Blog from September, 2021

This is additional post related to blog series called "RARE software architecture". As its name implies, it deals with topics related to RARE/freeRouter software design choice.

Requirement

  • Basic Linux/Unix knowledge
  • Service provider networking knowledge

Overview

In [Modular design #001] article we described RARE/freeRtr main components:

image2020-9-21_12-19-56.png

  • a control plane
  • a data plane which can have different "flavor"
  • and a message API interface that is tying the 2 components above

Article objective

In most of our past articles, all the components listed above were running on the same host as it is mostly the case on traditional monolithic hardware. In this article we demonstrate that RARE/freeRtr inherently exposes a totally disaggregated model. Practically, what does this means ? We will show in subsequent section that each of the components above can run on different hosts.

Note

While the control plane and the message API interface can be run from any host such as bare metal server, VM or even container, the dataplane of your choice will have to run on specific platform. For example, if you plan to implement a core backbone MPLS router able to switch 6.4 Tbps of packet throughput, the dataplane must be a specific hardware.  (e.g. powered by INTEL TOFINO switch ASIC) 

Diagram

In this example we will consider 2 routers named DAV0001 and DAV0101 respectively. Both if these routers are establishing an OSPF adjacency between them.
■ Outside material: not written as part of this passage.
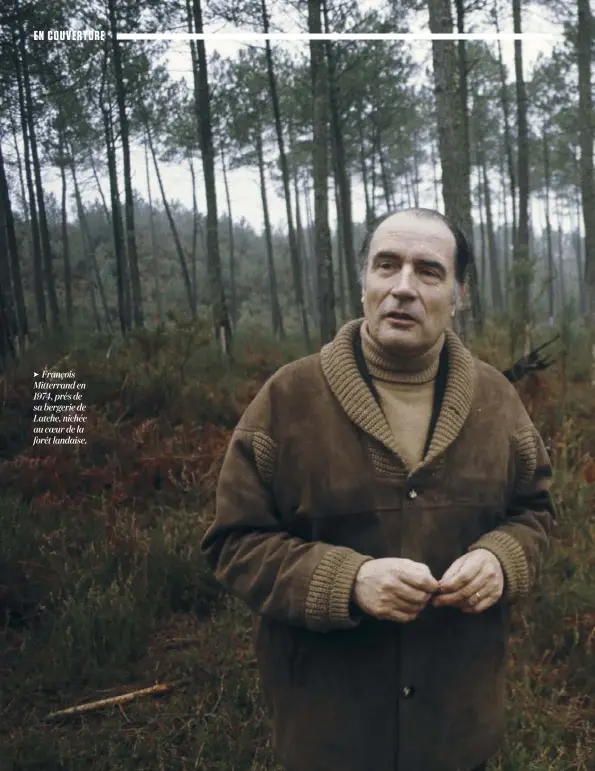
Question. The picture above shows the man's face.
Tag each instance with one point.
(409, 282)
  • DAV0001 is a P4 switch powered INTEL TOFINO ASIC
  • DAV0101 is a SOHO RARE/freeRtr DELL VEP1445

Let's assume the logical figure below:

[ #002 ] - Modular design

In reality, we will run DAV0001 components in a different host respectively. We assume of course that there is connectivity between each of them.


Let's first start the INTEL TOFINO dataplane.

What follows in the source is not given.